Similarly in the study by Arora U et al from India, also showed Aspergillus sp. As most commonly isolated fungi in Keratomycosis.37 In contrast to our findings studies conducted by Srinivasan M et al from South India in 1994 and Das S et al from India in 2014 had reported Fusarium as the predominant fungal isolate in Keratitis.18, 38
Predominant fungal isolate obtained from vitreous specimen were Aspergillus sp. (3) followed by Candida albicans (2). Similar results were observed in a study by Satpthy G in which Aspergillus spp. were the most common isolates followed by Candida albicans. 39
In our study, among the Gram positive isolates the most frequent isolate was Staphylococcus aureus which was 100% susceptible to vancomycin, amikacin, (79.4%), gentamicin (67.6%) and ofloxacin (67.6%). Coagulase negative Staphylococci showed 100% susceptibility to vancomycin, (85.7%) amikacin, (80.9%) ofloxacin, (71.4%) gentamicin.

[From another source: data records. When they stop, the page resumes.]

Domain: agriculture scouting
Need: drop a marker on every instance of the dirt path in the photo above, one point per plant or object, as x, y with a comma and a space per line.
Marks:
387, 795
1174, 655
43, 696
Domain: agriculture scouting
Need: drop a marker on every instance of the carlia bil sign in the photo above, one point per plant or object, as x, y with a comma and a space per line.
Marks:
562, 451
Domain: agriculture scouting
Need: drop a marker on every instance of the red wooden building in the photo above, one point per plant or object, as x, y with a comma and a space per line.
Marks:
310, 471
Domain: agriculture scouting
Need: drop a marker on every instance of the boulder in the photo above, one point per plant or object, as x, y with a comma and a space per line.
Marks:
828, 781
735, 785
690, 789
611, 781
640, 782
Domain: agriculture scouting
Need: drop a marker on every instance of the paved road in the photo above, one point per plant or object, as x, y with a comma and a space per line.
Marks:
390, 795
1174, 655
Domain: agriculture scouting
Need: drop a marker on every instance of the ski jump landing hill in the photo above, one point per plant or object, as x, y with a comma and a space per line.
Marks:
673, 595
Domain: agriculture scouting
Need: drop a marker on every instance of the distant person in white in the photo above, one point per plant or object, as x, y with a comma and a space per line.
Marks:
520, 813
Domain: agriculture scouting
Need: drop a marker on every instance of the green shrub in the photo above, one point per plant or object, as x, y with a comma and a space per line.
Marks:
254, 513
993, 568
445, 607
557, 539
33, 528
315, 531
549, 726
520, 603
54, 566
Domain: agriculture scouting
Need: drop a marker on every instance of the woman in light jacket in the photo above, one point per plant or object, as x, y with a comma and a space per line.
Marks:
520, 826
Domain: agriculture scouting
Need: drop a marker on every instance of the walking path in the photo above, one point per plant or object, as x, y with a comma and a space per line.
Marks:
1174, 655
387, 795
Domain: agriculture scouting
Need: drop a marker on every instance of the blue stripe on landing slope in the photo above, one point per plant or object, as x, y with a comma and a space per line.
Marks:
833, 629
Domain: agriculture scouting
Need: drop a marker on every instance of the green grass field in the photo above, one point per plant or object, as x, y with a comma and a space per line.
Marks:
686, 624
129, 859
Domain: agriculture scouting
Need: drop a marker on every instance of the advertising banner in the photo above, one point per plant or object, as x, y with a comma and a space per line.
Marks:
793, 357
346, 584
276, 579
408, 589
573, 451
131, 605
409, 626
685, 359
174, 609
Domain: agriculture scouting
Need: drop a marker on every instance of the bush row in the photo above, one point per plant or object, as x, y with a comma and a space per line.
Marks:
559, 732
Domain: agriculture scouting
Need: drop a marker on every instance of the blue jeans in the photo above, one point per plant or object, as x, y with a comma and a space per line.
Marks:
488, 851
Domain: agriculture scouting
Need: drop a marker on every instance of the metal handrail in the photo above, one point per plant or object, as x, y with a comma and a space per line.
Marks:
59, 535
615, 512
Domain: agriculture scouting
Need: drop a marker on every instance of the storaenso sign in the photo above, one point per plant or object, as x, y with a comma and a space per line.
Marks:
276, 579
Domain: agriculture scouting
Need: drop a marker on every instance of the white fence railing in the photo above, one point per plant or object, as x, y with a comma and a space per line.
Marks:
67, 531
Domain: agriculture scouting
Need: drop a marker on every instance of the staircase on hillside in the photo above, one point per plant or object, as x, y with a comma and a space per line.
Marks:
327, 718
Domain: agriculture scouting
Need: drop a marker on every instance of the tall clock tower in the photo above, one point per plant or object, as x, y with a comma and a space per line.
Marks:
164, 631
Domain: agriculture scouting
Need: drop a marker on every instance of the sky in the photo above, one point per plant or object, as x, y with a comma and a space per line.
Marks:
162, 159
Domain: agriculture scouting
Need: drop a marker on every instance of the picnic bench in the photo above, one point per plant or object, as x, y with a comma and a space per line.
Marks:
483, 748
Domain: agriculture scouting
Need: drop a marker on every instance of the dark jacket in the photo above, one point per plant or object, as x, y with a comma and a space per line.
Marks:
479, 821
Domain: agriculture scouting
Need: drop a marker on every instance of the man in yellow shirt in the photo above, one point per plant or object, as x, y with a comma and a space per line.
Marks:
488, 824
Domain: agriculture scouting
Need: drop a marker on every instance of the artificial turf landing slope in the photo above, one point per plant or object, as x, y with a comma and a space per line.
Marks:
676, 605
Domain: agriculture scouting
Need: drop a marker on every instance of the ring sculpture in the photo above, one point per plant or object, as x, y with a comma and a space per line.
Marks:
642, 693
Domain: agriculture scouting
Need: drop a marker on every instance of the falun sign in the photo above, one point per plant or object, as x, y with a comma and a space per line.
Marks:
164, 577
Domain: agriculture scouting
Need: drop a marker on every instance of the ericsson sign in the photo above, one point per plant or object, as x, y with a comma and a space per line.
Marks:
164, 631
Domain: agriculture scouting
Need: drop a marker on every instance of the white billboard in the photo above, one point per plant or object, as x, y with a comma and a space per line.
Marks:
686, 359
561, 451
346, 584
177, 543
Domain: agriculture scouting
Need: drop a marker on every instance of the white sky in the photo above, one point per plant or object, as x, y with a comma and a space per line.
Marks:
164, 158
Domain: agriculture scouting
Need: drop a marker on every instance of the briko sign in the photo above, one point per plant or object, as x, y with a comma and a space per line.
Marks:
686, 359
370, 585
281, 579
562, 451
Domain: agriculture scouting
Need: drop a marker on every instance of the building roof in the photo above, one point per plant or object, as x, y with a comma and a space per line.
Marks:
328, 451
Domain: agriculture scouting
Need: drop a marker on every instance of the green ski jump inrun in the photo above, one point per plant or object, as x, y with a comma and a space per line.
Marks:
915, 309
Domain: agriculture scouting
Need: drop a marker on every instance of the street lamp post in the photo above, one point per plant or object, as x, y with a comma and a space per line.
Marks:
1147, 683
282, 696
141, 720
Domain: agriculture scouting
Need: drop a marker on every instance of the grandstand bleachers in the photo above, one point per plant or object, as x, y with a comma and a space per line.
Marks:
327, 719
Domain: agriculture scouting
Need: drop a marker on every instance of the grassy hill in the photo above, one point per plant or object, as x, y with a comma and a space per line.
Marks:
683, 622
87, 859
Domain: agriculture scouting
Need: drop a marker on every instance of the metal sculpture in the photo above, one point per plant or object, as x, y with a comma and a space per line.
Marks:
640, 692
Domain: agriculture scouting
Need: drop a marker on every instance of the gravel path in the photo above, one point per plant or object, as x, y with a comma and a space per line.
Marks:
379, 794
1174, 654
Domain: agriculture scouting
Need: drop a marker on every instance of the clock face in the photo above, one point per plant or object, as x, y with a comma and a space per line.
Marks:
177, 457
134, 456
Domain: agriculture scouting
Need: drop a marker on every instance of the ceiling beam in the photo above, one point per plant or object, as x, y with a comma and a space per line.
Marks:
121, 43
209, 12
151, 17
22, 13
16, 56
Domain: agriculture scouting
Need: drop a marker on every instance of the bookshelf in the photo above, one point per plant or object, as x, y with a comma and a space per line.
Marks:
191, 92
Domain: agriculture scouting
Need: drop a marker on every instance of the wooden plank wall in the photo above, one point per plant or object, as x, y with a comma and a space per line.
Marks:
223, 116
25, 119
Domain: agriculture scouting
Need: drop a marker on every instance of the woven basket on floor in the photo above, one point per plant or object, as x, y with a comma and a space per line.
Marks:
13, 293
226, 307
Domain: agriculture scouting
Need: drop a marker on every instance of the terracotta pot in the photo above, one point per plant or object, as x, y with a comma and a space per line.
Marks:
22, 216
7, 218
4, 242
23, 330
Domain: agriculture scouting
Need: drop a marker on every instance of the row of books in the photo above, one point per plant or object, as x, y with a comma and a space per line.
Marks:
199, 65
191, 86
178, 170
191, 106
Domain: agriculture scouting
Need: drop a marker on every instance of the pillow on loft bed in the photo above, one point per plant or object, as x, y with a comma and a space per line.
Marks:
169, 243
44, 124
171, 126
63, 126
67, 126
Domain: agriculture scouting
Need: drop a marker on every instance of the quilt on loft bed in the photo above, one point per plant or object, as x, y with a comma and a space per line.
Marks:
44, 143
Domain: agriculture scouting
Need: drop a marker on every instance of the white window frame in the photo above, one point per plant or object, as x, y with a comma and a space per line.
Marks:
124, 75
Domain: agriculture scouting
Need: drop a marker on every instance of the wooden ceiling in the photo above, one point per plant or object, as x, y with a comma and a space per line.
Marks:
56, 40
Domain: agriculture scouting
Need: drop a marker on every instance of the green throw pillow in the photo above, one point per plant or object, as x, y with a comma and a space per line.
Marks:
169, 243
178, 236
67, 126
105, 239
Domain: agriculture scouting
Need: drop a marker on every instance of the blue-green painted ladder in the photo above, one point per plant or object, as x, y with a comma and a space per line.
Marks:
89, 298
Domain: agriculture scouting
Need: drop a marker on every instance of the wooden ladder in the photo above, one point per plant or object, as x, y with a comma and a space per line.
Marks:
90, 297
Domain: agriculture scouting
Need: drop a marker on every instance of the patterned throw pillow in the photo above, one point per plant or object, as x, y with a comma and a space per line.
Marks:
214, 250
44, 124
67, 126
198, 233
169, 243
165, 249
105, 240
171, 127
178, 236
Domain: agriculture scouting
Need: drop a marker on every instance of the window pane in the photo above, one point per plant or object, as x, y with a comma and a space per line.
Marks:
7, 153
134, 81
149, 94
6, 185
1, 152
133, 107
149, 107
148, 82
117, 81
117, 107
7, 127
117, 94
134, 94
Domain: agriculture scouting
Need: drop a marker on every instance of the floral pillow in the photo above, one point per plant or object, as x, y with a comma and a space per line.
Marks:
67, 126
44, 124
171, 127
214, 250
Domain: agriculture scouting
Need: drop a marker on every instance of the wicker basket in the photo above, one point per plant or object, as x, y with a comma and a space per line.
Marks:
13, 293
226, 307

This is in concordance with the study conducted by Rajesh S et al in which, all Gram positive isolates were susceptible to vancomycin (100%), Staphylococcus aureus showing maximum susceptibility to aminoglycosides followed by fluroquinolones.23
In present study Methicillin resistance was seen in 41.2% of Staphylococcus aureus isolates and 33.3% of Coagulase negative Staphylococcus isolates. In study done by Chuang C C et al and Deguchi H et al methicillin resistance was observed in 52.8% strains of S.aureus and 47% Coagulase negative Staphylococcus respectively.40, 41
Streptococcus pneumoniae isolates found to be 100% susceptible to vancomycin, erythromycin, tetracycline and ofloxacin followed by (80%) ciprofloxacin and (40%) amikacin. Similar study done by Tewelde et al in South west Ethiopia which reported the same.42
Gram negative bacteria isolates found to be 100% sensitive polymyxin B and ceftazidime followed by amikacin (93.7%), ofloxacin (87%), gentamycin (82.8%). Gram negative isolates showed maximum sensitivity to Amikacin, ceftazidime, ofloxacin and polymyxin B and Gentamycin which was similar to the study done by Whitcher JP et al.43
Sensitivity and resistance pattern based on in vitro testing may not truly reflect the clinical resistance and response to an antimicrobial because of the host factors and the penetration of drug.44 High resistance is usually due to overuse and empirical treatment given to the patients that ultimately leads to emergence of drug resistant strains.45, 46
Due to emergence of drug resistance it is imperative that all the ophthalmological samples must be tested for antimicrobial resistance as far as possible. Indiscriminate use of various over the counter available antibiotic eye formulations should be avoided and it is important to know the changing profile of pathogens. To mitigate the burden of ocular infections, ophthalmologist should regard on risk reduction and must comply with the etiologic approach of diagnosis.